The ASX share for a comfortable night’s sleep
The Motley Fool: If the market closed tomorrow for 4 years, which stock would you want to hold?
Stephen Bruce: I wouldn’t change my answer from last time. I still think if you want to pick a stock which will adapt to whatever the environment is presenting, I think Macquarie Group Ltd (ASX: MQG) have demonstrated that they’re an organisation that — despite the fact that they’ve grown very large — they’ve still managed to maintain that flexibility and nimbleness and adaptability to see where opportunities are and take them. And similarly, to see when things are on the decline and to move out of things that have seen their best days.
So long as they maintain that ability, which I think is pretty well ingrained into the culture of management there, I think you can rely on Macquarie to be doing the right thing in whatever the circumstances are.

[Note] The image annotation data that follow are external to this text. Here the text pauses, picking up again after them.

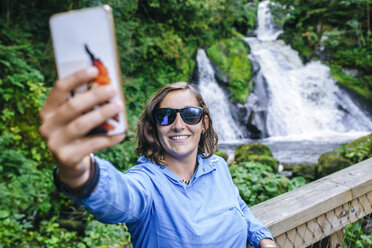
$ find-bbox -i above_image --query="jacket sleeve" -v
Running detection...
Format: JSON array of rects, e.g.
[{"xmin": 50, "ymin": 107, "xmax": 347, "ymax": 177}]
[
  {"xmin": 76, "ymin": 157, "xmax": 153, "ymax": 224},
  {"xmin": 235, "ymin": 186, "xmax": 274, "ymax": 248}
]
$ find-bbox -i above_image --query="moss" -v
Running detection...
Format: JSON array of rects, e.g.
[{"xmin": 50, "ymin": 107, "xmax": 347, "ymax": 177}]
[
  {"xmin": 247, "ymin": 155, "xmax": 279, "ymax": 171},
  {"xmin": 235, "ymin": 144, "xmax": 273, "ymax": 160},
  {"xmin": 315, "ymin": 152, "xmax": 353, "ymax": 179},
  {"xmin": 346, "ymin": 134, "xmax": 372, "ymax": 147},
  {"xmin": 207, "ymin": 38, "xmax": 253, "ymax": 103},
  {"xmin": 290, "ymin": 163, "xmax": 315, "ymax": 181},
  {"xmin": 235, "ymin": 144, "xmax": 279, "ymax": 171}
]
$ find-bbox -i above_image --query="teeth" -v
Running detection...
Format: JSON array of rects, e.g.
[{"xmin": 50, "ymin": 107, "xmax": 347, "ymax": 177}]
[{"xmin": 171, "ymin": 135, "xmax": 187, "ymax": 140}]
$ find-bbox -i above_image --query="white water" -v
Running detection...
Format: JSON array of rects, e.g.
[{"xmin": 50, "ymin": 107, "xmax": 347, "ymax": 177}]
[
  {"xmin": 245, "ymin": 1, "xmax": 372, "ymax": 139},
  {"xmin": 196, "ymin": 49, "xmax": 243, "ymax": 142}
]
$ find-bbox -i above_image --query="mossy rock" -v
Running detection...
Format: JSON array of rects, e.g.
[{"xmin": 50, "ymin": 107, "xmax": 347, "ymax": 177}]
[
  {"xmin": 315, "ymin": 152, "xmax": 353, "ymax": 179},
  {"xmin": 346, "ymin": 134, "xmax": 372, "ymax": 149},
  {"xmin": 235, "ymin": 144, "xmax": 279, "ymax": 171},
  {"xmin": 214, "ymin": 151, "xmax": 229, "ymax": 161},
  {"xmin": 207, "ymin": 38, "xmax": 253, "ymax": 103},
  {"xmin": 247, "ymin": 155, "xmax": 279, "ymax": 172},
  {"xmin": 289, "ymin": 163, "xmax": 315, "ymax": 181},
  {"xmin": 58, "ymin": 219, "xmax": 86, "ymax": 233}
]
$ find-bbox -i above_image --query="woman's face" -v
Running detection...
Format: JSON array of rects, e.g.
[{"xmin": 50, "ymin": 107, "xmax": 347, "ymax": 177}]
[{"xmin": 157, "ymin": 90, "xmax": 208, "ymax": 161}]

If we think about the outlook now and what we think it might be like in 4 years, if you continue on with the green and energy transition theme, Macquarie [has] largely invented it. They were the leaders in infrastructure as pioneers of infrastructure-as-an-asset class.

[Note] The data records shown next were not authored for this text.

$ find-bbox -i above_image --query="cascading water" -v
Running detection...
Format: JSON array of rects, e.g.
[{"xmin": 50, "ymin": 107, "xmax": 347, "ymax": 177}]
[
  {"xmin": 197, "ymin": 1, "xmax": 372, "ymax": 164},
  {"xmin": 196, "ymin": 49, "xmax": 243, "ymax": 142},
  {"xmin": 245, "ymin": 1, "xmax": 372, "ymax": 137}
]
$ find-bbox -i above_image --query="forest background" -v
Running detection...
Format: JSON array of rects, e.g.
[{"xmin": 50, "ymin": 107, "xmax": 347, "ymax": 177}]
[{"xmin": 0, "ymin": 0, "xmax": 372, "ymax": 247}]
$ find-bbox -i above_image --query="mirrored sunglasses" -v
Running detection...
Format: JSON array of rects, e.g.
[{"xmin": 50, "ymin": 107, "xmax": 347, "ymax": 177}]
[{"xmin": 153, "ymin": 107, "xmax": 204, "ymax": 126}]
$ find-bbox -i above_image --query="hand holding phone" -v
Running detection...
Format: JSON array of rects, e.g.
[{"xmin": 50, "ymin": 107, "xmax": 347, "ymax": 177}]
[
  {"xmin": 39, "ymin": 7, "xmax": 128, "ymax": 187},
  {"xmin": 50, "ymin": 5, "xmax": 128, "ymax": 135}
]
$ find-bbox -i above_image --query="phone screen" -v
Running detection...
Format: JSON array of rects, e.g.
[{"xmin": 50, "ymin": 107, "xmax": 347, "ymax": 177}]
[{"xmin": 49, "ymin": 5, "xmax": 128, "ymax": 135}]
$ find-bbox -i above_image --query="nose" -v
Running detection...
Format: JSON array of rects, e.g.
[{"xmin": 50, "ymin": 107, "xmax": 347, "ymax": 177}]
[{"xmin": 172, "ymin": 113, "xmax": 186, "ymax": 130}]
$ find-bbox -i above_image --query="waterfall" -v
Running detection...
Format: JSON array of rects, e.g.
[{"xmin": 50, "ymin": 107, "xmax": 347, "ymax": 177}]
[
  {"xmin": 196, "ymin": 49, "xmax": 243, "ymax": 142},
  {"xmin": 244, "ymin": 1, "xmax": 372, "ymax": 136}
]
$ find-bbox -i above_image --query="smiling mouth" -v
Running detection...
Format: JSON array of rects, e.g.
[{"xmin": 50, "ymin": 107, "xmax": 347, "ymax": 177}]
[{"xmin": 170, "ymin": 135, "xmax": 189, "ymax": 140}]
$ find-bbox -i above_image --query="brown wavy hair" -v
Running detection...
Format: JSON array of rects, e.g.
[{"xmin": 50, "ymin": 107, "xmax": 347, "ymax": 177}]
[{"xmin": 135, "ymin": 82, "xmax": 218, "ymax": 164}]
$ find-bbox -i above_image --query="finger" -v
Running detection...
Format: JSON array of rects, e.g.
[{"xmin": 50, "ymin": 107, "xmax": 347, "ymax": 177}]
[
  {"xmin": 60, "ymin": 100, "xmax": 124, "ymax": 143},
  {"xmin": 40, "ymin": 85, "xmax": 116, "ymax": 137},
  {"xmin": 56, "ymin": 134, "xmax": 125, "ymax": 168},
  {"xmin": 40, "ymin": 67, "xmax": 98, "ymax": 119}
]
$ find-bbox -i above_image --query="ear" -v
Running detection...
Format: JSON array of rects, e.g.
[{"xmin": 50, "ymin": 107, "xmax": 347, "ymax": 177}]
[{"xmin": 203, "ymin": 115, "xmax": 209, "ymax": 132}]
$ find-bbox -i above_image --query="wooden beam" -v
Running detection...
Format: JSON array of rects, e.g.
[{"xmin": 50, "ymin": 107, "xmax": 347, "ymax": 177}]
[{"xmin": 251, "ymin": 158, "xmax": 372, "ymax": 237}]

And now that’s obviously becoming a very crowded space, but they’ve proactively moved down the value chain into greenfield developments and actually creating the assets rather than just buying them. They have this early mover position in greenfield renewable projects et cetera and I think that’ll only get stronger for them.

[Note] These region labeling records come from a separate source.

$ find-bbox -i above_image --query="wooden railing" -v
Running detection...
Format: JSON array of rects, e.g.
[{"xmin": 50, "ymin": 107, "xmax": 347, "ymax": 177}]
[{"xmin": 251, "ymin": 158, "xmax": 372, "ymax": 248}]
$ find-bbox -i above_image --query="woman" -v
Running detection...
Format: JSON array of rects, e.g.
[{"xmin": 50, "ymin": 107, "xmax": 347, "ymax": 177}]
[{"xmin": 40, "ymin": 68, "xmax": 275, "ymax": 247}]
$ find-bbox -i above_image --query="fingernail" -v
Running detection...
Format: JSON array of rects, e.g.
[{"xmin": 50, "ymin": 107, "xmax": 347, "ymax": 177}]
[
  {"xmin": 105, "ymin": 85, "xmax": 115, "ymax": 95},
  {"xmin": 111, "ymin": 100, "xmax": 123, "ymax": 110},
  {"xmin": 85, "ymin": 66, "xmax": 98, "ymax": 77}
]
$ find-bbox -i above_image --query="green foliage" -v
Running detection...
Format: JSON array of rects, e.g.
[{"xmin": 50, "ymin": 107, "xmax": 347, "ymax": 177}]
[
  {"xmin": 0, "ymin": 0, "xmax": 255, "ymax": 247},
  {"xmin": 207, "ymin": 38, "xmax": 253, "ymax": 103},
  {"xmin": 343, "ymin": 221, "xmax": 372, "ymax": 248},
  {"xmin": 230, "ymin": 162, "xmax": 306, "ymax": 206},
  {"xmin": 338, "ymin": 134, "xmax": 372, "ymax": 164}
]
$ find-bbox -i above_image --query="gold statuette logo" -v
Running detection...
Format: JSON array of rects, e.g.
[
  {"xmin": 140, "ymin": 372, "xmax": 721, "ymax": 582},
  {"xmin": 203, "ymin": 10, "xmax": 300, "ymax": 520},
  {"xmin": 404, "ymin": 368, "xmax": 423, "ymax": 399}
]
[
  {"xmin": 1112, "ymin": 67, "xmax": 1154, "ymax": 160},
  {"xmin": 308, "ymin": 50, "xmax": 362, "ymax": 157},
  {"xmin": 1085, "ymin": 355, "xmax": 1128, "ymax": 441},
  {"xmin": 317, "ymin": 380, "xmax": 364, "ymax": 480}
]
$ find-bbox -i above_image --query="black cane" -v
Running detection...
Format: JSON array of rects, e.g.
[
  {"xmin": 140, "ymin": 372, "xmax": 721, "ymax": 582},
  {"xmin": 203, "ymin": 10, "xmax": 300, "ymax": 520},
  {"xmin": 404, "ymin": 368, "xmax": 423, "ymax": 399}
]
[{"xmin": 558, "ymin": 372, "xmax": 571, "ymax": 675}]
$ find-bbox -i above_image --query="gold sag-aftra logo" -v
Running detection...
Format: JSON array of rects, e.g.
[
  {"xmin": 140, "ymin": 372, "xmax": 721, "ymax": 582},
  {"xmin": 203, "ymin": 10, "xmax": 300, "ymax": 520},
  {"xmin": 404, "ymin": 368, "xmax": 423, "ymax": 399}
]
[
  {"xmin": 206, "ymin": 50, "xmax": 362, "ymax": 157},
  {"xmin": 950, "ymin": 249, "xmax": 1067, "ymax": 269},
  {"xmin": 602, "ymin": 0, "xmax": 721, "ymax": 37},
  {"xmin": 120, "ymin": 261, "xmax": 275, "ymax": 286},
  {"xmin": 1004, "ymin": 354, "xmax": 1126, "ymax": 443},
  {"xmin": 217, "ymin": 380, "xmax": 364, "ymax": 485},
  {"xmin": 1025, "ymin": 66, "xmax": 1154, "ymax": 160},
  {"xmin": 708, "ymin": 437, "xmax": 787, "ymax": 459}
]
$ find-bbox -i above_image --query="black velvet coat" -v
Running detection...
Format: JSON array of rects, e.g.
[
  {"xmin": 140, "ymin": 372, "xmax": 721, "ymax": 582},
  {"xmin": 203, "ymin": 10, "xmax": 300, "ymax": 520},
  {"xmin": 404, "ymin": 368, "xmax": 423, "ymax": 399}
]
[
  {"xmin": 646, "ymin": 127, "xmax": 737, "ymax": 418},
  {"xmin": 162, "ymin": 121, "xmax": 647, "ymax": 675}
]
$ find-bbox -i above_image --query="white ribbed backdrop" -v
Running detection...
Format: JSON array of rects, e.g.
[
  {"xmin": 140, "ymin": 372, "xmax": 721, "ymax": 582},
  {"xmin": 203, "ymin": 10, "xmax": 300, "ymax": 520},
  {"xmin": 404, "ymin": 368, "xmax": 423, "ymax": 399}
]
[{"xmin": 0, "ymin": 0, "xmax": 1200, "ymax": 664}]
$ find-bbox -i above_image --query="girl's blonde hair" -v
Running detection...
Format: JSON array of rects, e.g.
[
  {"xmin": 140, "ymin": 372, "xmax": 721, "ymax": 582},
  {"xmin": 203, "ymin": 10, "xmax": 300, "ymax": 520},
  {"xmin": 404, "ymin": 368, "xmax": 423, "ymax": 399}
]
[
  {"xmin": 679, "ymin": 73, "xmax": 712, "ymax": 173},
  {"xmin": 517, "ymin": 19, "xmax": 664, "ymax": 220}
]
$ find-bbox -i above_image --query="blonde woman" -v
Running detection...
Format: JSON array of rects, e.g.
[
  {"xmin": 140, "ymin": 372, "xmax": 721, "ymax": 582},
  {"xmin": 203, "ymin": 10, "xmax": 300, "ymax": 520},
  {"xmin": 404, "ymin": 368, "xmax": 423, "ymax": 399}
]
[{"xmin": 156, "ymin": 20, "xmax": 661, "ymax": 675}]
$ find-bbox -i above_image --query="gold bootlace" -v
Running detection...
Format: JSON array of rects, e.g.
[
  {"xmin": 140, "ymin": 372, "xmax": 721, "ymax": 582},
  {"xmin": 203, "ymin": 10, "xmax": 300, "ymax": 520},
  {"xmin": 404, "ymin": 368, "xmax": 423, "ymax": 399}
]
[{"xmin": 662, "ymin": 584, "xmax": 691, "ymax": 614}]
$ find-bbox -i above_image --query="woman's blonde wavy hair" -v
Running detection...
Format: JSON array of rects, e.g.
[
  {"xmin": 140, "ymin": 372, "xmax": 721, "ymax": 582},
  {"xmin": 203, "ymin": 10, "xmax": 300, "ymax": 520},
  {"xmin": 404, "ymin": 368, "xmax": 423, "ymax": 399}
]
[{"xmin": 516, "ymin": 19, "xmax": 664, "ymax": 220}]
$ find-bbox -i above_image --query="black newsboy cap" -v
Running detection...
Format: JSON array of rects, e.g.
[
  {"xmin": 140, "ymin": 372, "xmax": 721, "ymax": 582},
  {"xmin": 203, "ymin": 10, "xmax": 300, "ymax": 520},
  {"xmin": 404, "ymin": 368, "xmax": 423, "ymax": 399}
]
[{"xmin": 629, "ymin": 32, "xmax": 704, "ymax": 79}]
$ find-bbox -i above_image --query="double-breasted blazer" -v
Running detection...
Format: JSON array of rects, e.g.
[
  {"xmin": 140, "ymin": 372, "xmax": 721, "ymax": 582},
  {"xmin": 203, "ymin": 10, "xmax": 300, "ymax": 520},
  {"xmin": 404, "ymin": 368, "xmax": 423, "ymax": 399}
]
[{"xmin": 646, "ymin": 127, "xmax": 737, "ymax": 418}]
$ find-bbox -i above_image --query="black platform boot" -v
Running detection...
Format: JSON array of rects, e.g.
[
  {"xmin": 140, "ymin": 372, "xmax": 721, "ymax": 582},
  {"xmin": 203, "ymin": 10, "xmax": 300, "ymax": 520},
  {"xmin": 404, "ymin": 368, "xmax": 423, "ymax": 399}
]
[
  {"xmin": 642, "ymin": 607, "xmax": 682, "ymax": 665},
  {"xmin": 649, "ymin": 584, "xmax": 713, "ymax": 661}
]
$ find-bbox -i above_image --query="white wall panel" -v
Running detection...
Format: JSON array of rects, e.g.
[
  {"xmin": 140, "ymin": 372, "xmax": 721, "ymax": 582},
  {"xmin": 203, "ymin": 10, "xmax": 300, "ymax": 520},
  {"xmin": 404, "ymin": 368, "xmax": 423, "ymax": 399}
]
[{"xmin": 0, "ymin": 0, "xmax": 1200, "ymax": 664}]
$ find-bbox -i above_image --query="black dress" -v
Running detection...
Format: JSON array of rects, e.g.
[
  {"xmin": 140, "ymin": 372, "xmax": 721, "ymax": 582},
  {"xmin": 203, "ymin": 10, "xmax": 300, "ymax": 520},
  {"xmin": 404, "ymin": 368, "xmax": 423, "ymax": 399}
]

MF: The share price has gone up a lot since we last spoke. Do you still think it’s good value?
SB: It’s nowhere near the value it was when it was $140, but you can make an argument that if we look at it now, it’s probably operating in the best conditions you can imagine really across all of its businesses.
The banking’s buoyant, so the investment banking backdrop is really, really strong. People are fighting for infrastructure assets so prices are really, really high. There’s heaps of money flowing into the funds they manage. The performance bids will be good.
With asset prices being really high, their principal realisation gains will be really strong. And then with the commodities prices being way high and being volatile in general, that’s really good for their trading businesses, which is becoming an increasingly large part of their operations. So that should be firing as well as people do more hedging, et cetera.
They’re in a really good patch and probably, as I said, whatever transpires they’ll adapt to it. The [current] valuation’s probably reasonable, but the earnings I think could actually surprise on the upside and make it all look better.